Buy to let investors in KZN are virtually setting their own rental prices in popular suburbs, with prospective tenants outstripping supply three to one, Just Property Group CEO John Roberts says.
The demand is particularly high in the Upper Highway area and Durban central business district. Upper Highway, covering Kloof, Gilletts and Hillcrest, is securing rentals on par with Umhlanga Rocks.
Roberts says there are an increasing number of people not qualifying for bonds as the banks have tightened their access to credit in line with the Consumer Protection Act locally, as well as international banking regulations. South Africa had also experienced a growth in consumers who are suffering poor credit histories and are thus not qualifying for bonds.
This has boosted the buy to let market as investors now have access to a steady stream of potential renters.
The group has seen growth in the property market below R1-million with this accommodation, typically a two-bedroom, one-bathroom unit of 110m2, securing monthly rentals of between R4 500 and R5 000. There is also movement in the top-end of the market where companies pay rents ranging from R16 000 to R25 000 per month for their executives.
While anticipating the rental market to continue improving in 2014, Roberts is realistic about the impact that e-tolling, the national general election and the growing strike action will have on disposable income. The debt ceiling crisis in the US could also potentially ripple into the local economy, specifically in terms of market confidence.
“Investors are adopting a wait-and-see approach, but there are expectations that the rental market will be strong into the year ahead,” he says.
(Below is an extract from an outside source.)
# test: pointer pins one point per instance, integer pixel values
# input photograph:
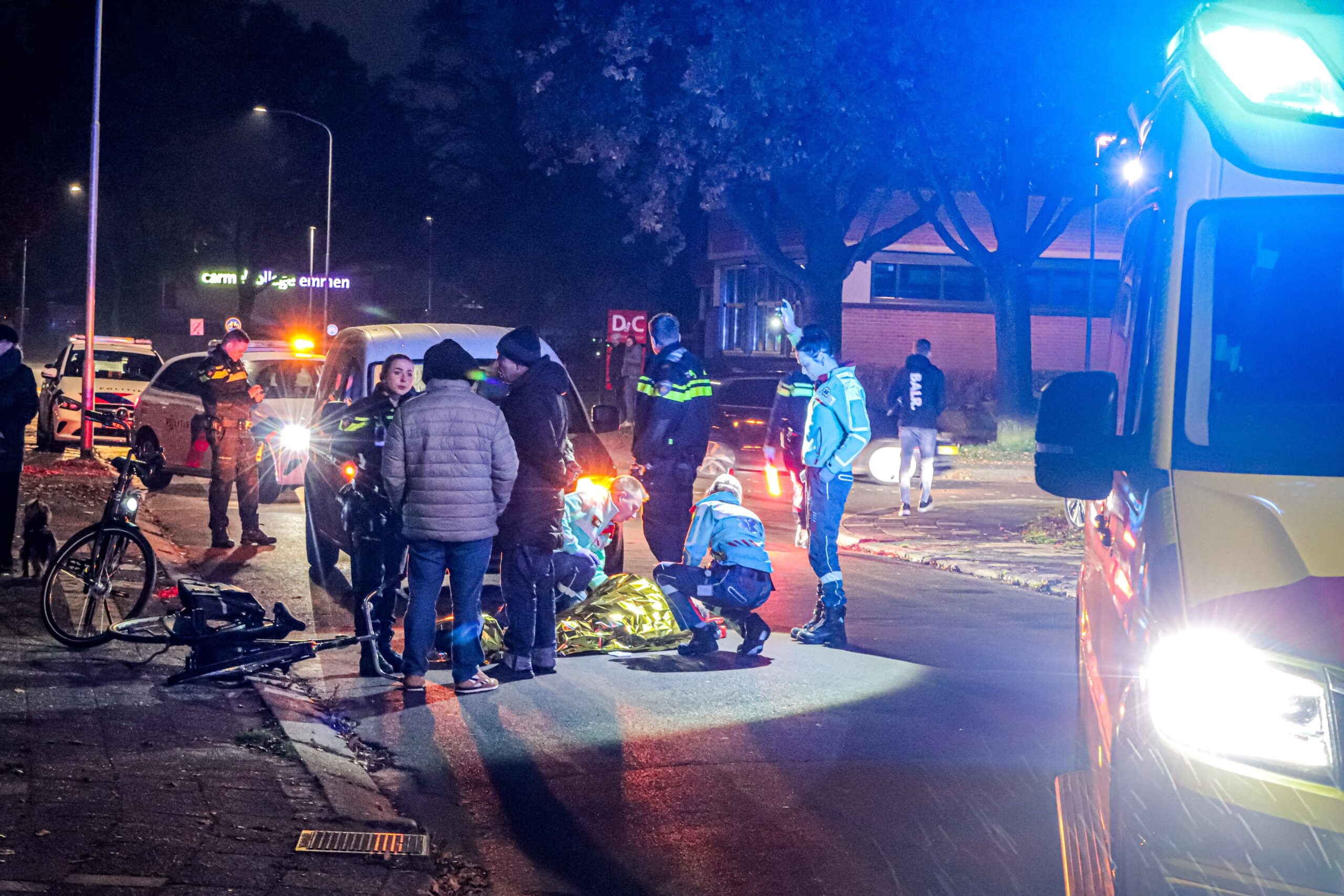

Roberts cites landlords privately managing their properties as the greatest opportunity for growth. TPN statistics reflect that 70% of landlords manage their own properties as they do not recognise the value in having agents involved with the month-to-month issues. These include rental collection, maintenance, utility payments, tenant mediation, credit checks and vetting, and lease renewals.
The new credit indemnity, whereby all debts below R10 000 will be removed from credit bureau records, will also affect searches for credit checks. Roberts says the proposal would not be cumulative debts to that amount, but every debt under R10 000 being expunged from the records, making it virtually impossible for anyone to get an educated risk assessment.
“While landlords may use agents' experience and expertise in the vetting process, they do not realise the implications should tenants stop paying three months into the contract. The CPA also allows tenants to provide 21 working days’ notice on leaving regardless of the lease agreement,” he says.
Consequently, landlords who are not aware of their rights may have to pay legal costs and brave the situation without expert assistance.
Roberts says the eThekwini municipality has also changed its utility bills policy such that tenants cannot take out accounts in their name. Consequently, landlords may find the electricity disconnected on another property in their name because the tenant is in arrears.
“The landlord now has to take full responsibility for their tenants including damage to communal property and unpaid fines. The reality is that managing your own property can be messy, while agents know the laws and remain abreast of the regulation changes,” he says.